The Apriori Alg. needs to generate the candidates sets, whose number can be really high! The FP-Growth algorithm consists on finding shortest patterns to chain with suffixes. FP-Growth uses a compact representation of the DB via a FP-Tree, on which a recursive approach is used, following the “divide et impera” principle.
HOW IT WORKS
- Data are scanned in order to find the max support for every single item. Non-frequent item are discarded. Frequent items are sorted by decreasing support.
- A second scan is done to build the FP-Tree. When the first transaction is read, the A and B nodes are generated with frequency counting = 1.
- When the second transaction is reaa new set containing the B, C and D nodes are created, each one with its relative path starting from the null node. Then, the subtree created during step 1) is linked to the just generated one. The two paths do not overlap because of their different prefix.
- If an overlapped path is found (it has the same prefix as a node, let’s suppose, A), the counting of the node A is increased by 1.

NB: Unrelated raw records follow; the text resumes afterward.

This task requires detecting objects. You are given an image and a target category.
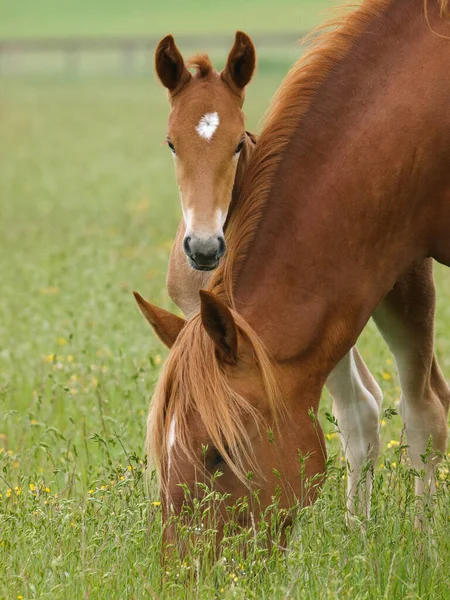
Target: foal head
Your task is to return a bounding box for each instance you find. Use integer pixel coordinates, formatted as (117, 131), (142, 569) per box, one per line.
(155, 32), (256, 271)
(135, 291), (324, 540)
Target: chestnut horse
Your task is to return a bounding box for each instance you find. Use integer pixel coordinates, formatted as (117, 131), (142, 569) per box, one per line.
(156, 31), (384, 514)
(138, 0), (450, 536)
(155, 31), (256, 318)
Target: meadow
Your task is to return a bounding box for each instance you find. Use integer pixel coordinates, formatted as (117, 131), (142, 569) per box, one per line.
(0, 0), (450, 600)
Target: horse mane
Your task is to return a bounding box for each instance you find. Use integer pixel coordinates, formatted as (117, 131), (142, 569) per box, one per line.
(147, 0), (450, 487)
(146, 311), (280, 488)
(187, 54), (214, 78)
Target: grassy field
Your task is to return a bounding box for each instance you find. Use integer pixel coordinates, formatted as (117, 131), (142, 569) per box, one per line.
(0, 0), (450, 600)
(0, 0), (337, 37)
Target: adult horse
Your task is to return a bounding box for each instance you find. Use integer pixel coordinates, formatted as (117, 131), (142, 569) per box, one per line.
(138, 0), (450, 540)
(155, 31), (256, 317)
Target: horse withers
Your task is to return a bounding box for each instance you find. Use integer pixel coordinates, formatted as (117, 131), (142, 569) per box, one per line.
(140, 0), (450, 548)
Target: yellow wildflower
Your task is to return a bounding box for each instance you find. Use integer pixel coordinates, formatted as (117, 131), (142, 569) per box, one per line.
(439, 467), (448, 479)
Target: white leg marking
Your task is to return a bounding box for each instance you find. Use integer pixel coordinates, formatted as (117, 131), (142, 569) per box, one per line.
(375, 304), (448, 495)
(195, 113), (220, 141)
(326, 348), (381, 518)
(166, 417), (177, 507)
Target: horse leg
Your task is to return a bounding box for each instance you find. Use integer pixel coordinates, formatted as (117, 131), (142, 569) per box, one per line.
(326, 346), (382, 519)
(373, 259), (450, 495)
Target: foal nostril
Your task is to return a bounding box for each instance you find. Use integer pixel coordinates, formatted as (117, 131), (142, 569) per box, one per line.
(183, 235), (192, 258)
(216, 236), (227, 259)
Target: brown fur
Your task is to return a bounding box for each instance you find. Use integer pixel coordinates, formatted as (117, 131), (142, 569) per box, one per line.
(148, 0), (450, 510)
(186, 53), (214, 77)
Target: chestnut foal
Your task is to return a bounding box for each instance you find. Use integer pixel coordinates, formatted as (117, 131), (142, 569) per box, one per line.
(137, 0), (450, 544)
(155, 31), (256, 317)
(155, 32), (382, 515)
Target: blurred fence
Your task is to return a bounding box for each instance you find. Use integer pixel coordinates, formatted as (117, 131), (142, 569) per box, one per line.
(0, 31), (305, 75)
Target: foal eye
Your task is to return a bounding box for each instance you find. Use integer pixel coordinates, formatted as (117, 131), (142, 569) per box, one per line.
(214, 450), (224, 466)
(234, 140), (244, 154)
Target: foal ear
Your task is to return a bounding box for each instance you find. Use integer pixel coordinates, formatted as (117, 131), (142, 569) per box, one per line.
(220, 31), (256, 92)
(200, 290), (238, 364)
(155, 35), (191, 94)
(133, 292), (186, 348)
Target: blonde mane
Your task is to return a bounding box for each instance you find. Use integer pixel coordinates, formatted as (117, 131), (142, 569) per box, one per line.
(147, 311), (280, 485)
(147, 0), (450, 485)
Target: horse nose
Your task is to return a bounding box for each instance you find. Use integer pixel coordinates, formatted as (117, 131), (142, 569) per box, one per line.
(183, 235), (192, 258)
(183, 235), (226, 271)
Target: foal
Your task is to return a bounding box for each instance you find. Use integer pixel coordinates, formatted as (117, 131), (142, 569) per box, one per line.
(155, 32), (382, 515)
(155, 31), (256, 317)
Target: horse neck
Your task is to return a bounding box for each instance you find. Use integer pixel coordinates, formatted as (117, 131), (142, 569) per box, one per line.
(228, 131), (258, 220)
(234, 0), (450, 376)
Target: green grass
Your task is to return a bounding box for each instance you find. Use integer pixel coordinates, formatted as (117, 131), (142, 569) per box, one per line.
(0, 0), (337, 37)
(0, 54), (450, 600)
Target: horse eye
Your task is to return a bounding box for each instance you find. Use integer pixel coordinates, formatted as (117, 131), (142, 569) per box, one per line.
(214, 450), (224, 466)
(234, 140), (244, 154)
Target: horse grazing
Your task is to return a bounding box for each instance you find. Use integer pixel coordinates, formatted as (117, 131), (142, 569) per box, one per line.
(155, 31), (256, 292)
(137, 0), (450, 537)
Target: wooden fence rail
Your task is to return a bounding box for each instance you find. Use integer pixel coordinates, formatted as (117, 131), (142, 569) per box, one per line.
(0, 32), (305, 73)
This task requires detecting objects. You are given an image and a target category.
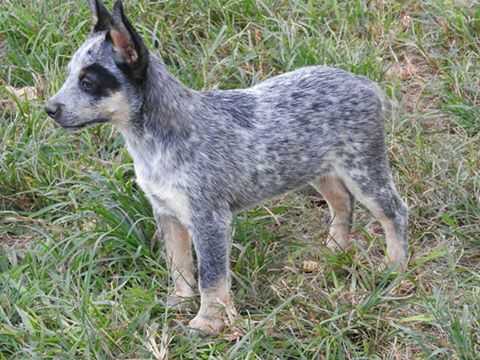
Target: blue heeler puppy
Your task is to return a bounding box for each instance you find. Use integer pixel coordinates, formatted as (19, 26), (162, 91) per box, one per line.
(46, 0), (407, 334)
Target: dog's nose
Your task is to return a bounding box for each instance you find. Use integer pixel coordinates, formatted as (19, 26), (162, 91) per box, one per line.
(45, 102), (61, 119)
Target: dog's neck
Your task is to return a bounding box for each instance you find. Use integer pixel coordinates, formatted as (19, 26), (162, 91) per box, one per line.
(121, 56), (201, 168)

- The algorithm continues untill the last transaction.
The tree size is often lower than the dataset one, but it depends on the transactions orientation.
SEARCHING IN THE FP-TREE
Then, FP-Growth procedes with a **bottom-up strategy:
- The research procedure goes from the less frequent item to the most frequent one. FP-Growth scans the tree in search of itemset ending with the desired search item (es. D).
- Then look for the only paths that contain the D element. This search is sped up with a pointer data structure.
- So the subquestion that contains all the itemsets that end in D and that are frequent has to be built. The research is done by evaluating all possible combinations found that include D and that exceed in a divide-and-conquer logic, starting from the leaves to the root.